Inform policy and decision making for health management, practices for farmed stock monitoring and identified risk factors.
( Coordinator: Prof Herve Migaud, Institute of Aquaculture, University of Stirling)
SUSTAINABLE SHELLFISH Introducing local testing and management solutions
The challenge: Shellfish are an essential commodity for the UK, employing more than 3,000 people and producing a revenue in producing a revenue in excess of £40 million per annum. However, as filter feeders they are susceptible to accumulation of the biotoxins produced by some algae, presenting a hazard to human health.

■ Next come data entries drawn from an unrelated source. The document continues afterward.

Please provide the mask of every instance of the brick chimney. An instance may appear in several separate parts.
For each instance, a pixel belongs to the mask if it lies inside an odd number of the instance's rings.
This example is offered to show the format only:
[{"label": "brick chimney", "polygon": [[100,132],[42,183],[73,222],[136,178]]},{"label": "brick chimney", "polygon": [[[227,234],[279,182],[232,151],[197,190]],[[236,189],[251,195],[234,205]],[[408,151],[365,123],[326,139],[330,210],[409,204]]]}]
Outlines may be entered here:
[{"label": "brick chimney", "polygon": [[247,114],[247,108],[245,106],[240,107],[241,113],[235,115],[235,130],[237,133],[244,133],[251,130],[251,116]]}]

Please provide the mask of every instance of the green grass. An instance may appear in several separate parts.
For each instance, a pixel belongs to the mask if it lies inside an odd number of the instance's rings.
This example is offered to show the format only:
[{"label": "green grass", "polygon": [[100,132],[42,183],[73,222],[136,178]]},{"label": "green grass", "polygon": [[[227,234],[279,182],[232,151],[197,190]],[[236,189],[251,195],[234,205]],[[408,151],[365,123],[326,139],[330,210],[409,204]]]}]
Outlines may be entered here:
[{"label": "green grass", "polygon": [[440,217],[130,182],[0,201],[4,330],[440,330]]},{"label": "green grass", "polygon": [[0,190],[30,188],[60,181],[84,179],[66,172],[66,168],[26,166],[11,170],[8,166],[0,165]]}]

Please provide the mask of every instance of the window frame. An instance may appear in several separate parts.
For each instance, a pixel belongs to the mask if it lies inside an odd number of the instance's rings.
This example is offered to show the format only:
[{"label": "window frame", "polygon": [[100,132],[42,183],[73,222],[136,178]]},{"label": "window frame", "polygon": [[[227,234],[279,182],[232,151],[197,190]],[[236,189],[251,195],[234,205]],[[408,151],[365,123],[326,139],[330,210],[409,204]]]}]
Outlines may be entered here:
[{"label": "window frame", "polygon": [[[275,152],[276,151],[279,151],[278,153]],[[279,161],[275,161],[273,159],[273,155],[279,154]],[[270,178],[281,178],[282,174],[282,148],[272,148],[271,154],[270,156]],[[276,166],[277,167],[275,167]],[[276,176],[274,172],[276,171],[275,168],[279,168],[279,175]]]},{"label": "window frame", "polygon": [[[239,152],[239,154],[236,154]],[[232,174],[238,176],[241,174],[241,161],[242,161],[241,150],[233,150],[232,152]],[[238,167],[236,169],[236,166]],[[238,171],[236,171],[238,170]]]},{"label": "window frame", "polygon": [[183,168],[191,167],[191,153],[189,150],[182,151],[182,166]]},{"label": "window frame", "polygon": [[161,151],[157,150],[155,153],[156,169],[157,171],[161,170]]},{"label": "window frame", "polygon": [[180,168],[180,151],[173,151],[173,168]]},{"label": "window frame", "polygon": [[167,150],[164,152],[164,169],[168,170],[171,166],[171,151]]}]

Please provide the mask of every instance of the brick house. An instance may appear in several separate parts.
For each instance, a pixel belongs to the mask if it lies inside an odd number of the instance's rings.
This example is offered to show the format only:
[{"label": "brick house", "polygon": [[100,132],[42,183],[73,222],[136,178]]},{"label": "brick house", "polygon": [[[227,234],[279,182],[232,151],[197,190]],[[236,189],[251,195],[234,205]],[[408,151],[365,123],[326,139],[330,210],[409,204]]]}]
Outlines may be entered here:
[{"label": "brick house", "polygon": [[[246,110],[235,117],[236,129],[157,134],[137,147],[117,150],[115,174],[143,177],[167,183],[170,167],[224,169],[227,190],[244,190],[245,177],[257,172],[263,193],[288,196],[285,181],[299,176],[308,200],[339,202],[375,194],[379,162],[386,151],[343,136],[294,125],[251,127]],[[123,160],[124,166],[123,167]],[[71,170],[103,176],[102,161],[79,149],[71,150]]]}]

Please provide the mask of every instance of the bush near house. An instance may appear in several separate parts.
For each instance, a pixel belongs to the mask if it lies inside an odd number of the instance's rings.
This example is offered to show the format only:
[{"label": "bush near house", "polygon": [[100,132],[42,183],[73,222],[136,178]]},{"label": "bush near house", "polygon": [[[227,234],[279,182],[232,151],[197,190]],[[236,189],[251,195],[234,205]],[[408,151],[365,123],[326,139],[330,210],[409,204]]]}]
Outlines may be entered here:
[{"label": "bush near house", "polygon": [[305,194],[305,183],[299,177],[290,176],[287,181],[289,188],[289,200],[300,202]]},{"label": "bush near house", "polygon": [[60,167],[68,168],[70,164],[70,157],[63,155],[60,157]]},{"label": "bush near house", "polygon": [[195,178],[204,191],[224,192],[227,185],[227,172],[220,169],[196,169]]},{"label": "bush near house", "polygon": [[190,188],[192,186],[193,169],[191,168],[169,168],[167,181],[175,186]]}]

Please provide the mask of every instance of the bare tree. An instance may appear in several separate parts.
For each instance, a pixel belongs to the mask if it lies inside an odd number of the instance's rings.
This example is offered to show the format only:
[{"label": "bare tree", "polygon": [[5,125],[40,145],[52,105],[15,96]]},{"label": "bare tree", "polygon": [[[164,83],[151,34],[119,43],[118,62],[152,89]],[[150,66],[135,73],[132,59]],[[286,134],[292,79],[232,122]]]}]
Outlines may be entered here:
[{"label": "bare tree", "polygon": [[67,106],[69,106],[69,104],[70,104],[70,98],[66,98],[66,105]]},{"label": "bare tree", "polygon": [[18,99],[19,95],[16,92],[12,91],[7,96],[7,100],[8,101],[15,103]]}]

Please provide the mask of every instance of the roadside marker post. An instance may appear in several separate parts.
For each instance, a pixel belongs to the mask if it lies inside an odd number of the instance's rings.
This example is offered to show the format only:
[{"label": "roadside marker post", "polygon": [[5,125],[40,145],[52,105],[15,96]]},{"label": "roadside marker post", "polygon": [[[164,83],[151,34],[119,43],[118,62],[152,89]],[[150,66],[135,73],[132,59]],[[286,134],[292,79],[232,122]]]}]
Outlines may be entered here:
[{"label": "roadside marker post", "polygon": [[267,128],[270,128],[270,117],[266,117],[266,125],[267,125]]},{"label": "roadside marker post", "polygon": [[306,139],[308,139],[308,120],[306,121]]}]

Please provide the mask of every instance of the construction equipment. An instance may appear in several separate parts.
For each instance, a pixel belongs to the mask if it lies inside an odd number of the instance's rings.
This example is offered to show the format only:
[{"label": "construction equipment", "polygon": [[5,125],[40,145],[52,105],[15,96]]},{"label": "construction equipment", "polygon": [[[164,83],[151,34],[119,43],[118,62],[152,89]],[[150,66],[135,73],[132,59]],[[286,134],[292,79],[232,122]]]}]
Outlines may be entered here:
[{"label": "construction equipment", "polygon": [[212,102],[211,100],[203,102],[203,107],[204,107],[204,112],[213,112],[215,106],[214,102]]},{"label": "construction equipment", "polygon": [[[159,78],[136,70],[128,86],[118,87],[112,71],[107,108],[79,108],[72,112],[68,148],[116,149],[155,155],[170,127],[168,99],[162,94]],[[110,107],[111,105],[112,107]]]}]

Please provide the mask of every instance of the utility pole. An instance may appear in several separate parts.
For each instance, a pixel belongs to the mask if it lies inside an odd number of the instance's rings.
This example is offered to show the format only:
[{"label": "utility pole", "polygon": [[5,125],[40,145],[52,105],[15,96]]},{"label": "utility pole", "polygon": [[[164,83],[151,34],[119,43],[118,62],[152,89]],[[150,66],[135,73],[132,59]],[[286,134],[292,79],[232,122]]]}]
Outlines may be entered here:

To protect public health, certain toxins are regulated in shellfish as part of the official control programme administered by FSS/FSA. But shellfish growers need improved management tools to minimise closure and loss of revenue. The aim of this project is to develop effective rapid biotoxin testing of shellfish, supported by early forecasting through remote sensing and phytoplankton analysis. This, combined with the deployment of a photocatalytic curtain to protect harvesting sites, will ensure that the impact of biotoxins on shellfish production areas will be mitigated, supporting expansion of this important industry.
Objectives: 1. Trial multi-toxin tests (eMice). 2. Link to monitoring and remote sensing
data (ShellEye). 3. Development of photocatalytic curtain
for destruction of HABs and their toxins.
Industry relevant outputs:
Rapid, quantitative, validated local test for multiple biotoxins. An essential new range of biotoxin standards. Data set combining project, regulatory and ShellEye data.
Protective barrier technology.
( Coordinator: Prof Christine Edwards, Robert Gordon University).